The candidate operator must be evaluated with respect to existing operational expectations and requirements, namely RSSAC001 and RFC7720. Some of these might not be applicable to candidate operators. Others may be evaluated against a candidate’s already existing services. Summaries of these expectations and requirements are given in Appendices A and B.

3.1 ICANN adheres to both RFC7720 as well as RSSAC001.

3.2.1 Overall Service Design

The candidate operator’s overall design must be evaluated with respect to its utility in serving the root zone. The candidate operator should provide as many design details as possible. Design choices might include hardware platforms, networking technology, use of virtualization, locations of servers (e.g., data centers, exchange points, shared cabinets), overall capacity, and out-of-band access.

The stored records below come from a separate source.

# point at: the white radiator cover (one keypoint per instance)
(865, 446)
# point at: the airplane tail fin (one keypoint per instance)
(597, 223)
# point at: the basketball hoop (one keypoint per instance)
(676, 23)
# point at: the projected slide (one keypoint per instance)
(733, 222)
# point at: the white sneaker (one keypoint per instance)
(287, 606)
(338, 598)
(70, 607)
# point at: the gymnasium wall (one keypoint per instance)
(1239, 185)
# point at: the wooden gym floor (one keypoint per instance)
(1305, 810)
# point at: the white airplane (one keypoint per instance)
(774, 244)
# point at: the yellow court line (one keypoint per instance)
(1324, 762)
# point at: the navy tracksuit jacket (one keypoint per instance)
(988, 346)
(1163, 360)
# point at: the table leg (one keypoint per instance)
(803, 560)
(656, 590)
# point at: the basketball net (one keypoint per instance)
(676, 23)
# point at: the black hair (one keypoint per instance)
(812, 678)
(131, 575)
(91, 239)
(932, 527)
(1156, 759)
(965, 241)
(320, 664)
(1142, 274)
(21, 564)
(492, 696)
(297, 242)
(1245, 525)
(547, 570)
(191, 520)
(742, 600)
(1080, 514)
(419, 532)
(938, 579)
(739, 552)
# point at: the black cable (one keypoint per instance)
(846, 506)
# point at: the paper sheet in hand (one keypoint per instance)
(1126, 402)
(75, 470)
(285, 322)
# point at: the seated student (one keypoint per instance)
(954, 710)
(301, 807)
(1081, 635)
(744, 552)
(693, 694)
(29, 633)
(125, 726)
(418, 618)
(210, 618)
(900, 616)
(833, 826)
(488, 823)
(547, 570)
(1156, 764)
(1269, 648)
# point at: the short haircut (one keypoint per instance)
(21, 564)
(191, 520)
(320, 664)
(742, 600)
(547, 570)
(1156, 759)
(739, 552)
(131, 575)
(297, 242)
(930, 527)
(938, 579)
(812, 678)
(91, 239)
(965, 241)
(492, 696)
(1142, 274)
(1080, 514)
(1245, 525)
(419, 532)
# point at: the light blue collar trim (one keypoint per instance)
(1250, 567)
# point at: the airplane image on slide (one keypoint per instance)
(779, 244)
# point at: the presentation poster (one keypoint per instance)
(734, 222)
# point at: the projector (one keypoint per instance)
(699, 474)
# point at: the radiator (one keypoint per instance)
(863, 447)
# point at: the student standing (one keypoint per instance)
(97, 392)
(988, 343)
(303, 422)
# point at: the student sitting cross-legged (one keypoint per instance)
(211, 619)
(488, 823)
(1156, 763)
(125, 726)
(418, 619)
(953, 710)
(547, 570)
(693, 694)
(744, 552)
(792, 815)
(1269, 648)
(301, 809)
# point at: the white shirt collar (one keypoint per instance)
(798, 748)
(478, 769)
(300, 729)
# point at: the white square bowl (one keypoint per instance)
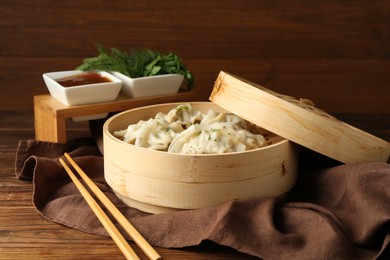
(82, 94)
(150, 86)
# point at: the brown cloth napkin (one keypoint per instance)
(339, 212)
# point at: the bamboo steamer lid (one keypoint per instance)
(297, 120)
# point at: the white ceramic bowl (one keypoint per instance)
(150, 86)
(82, 94)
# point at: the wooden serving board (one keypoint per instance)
(50, 114)
(297, 120)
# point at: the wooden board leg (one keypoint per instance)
(49, 128)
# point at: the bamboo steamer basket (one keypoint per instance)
(159, 182)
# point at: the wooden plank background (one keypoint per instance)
(336, 53)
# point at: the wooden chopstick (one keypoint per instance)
(106, 222)
(122, 220)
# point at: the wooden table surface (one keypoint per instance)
(24, 234)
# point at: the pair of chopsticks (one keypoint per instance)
(121, 242)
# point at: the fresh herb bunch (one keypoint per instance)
(137, 63)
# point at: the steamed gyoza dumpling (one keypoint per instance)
(215, 138)
(187, 130)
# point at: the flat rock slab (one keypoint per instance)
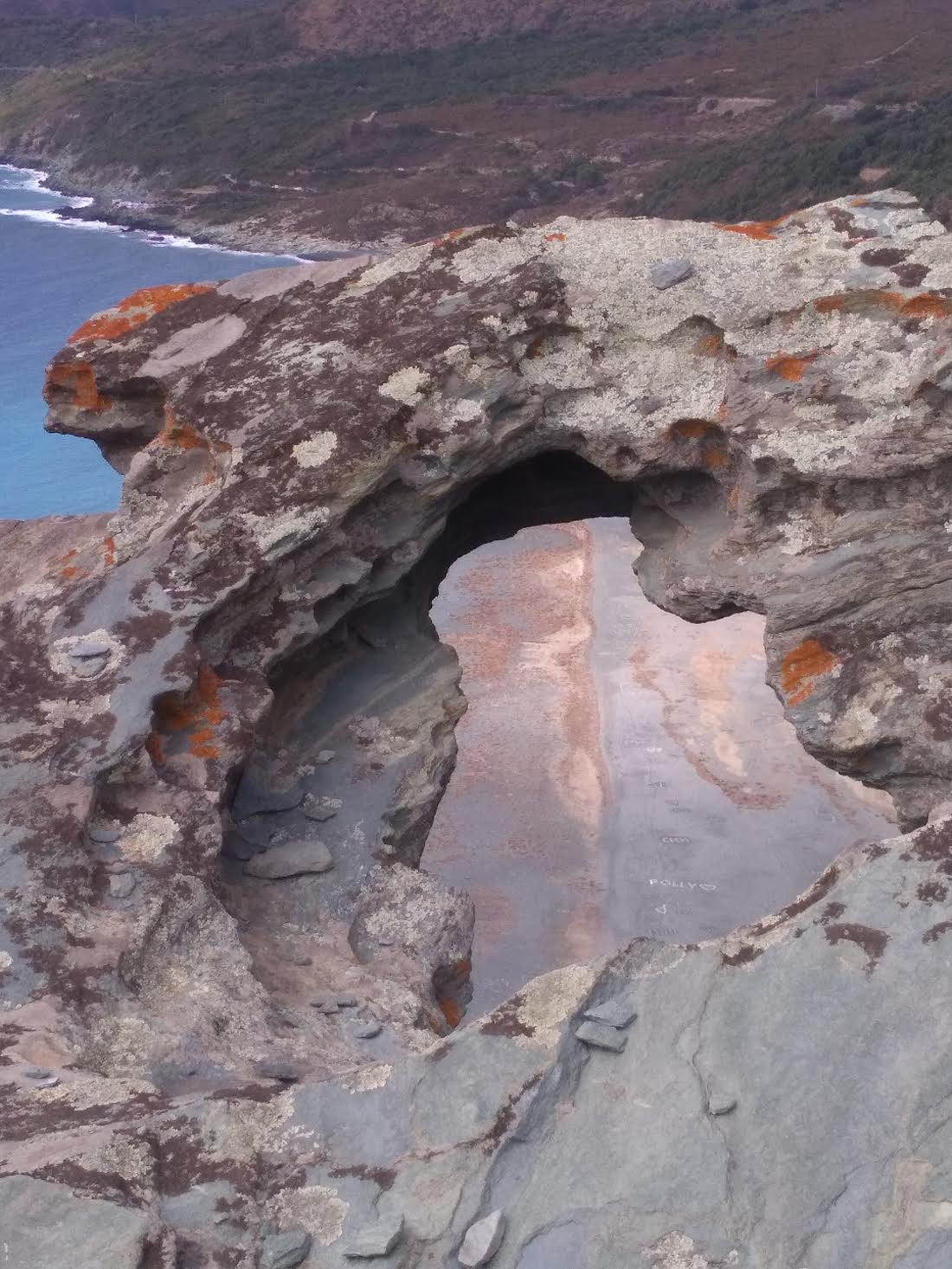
(47, 1225)
(612, 1013)
(601, 1035)
(285, 1250)
(483, 1240)
(293, 860)
(376, 1240)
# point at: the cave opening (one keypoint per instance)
(621, 772)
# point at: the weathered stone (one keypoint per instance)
(614, 1013)
(48, 1225)
(669, 273)
(376, 1240)
(601, 1035)
(291, 860)
(285, 1250)
(483, 1240)
(121, 885)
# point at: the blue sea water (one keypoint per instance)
(54, 274)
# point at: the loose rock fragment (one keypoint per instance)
(483, 1240)
(614, 1013)
(376, 1240)
(293, 860)
(720, 1103)
(669, 272)
(285, 1250)
(601, 1035)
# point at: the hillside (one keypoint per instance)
(307, 122)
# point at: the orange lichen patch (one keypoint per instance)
(691, 429)
(136, 308)
(802, 667)
(198, 713)
(925, 305)
(761, 231)
(79, 380)
(789, 368)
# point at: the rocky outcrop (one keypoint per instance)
(240, 661)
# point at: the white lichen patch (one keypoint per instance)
(550, 1000)
(316, 449)
(407, 384)
(147, 838)
(318, 1208)
(367, 1079)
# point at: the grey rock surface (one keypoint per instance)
(669, 273)
(377, 1240)
(291, 860)
(601, 1035)
(285, 1250)
(43, 1223)
(483, 1240)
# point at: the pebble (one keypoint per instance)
(285, 1250)
(600, 1035)
(481, 1241)
(121, 885)
(614, 1013)
(291, 860)
(718, 1103)
(669, 272)
(376, 1240)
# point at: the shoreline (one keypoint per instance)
(176, 229)
(75, 204)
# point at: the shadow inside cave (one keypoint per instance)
(622, 772)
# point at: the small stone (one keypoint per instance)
(121, 885)
(274, 1070)
(483, 1239)
(285, 1250)
(89, 651)
(718, 1103)
(669, 272)
(614, 1013)
(103, 835)
(600, 1035)
(320, 808)
(291, 860)
(376, 1240)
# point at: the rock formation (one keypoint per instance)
(238, 667)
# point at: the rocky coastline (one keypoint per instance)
(231, 990)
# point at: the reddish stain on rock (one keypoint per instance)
(872, 942)
(197, 713)
(802, 667)
(789, 368)
(761, 231)
(79, 380)
(136, 310)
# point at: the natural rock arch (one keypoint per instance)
(295, 446)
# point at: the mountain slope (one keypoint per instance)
(310, 119)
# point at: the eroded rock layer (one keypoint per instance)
(228, 722)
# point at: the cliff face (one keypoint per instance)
(228, 722)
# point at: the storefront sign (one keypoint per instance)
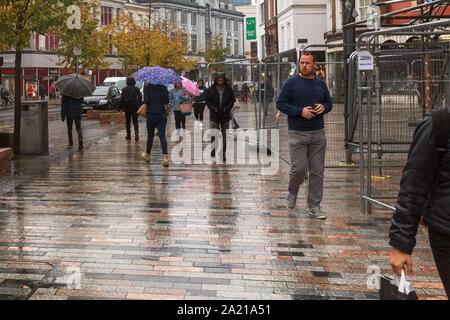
(251, 28)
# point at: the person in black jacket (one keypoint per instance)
(199, 102)
(130, 101)
(156, 97)
(220, 100)
(71, 110)
(424, 193)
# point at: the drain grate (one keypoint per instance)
(10, 183)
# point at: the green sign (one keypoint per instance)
(251, 28)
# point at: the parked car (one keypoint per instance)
(121, 82)
(103, 98)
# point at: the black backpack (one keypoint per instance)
(440, 121)
(131, 97)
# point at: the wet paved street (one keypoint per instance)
(139, 231)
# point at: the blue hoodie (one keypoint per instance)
(298, 93)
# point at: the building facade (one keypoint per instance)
(248, 8)
(201, 19)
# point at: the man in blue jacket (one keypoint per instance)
(305, 99)
(424, 193)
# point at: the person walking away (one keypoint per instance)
(51, 91)
(130, 101)
(220, 101)
(304, 98)
(176, 96)
(244, 93)
(156, 97)
(42, 91)
(199, 102)
(71, 112)
(425, 195)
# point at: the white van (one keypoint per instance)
(121, 82)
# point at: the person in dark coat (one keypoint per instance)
(130, 101)
(71, 110)
(199, 102)
(156, 97)
(424, 193)
(220, 100)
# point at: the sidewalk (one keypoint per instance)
(139, 231)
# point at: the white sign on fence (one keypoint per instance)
(365, 61)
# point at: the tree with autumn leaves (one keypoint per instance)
(161, 44)
(19, 21)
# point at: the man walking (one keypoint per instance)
(130, 101)
(220, 100)
(71, 110)
(305, 99)
(425, 193)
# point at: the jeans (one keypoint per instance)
(199, 108)
(222, 126)
(160, 122)
(128, 116)
(180, 120)
(307, 152)
(440, 245)
(70, 122)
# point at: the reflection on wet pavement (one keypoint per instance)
(104, 224)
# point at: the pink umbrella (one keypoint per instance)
(190, 86)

3.2.1 ICANN uses an anycast routing model to allow for greatest service delivery while minimizing outage and downtime. ICANN uses multiple hardware and software vendors in order to mitigate bugs and exploits. ICANN clustered sites in (CA, DC, CZ) have an even split between Linux and FreeBSD. Any of the clustered sites can handle the entirety of ICANN’s normal root server traffic load. ICANN also operates 160+ ‘singles’ distributed around the globe, hosted with various entities to allow for maximum coverage, higher resiliencey and stability, and shorter network paths for all consumers.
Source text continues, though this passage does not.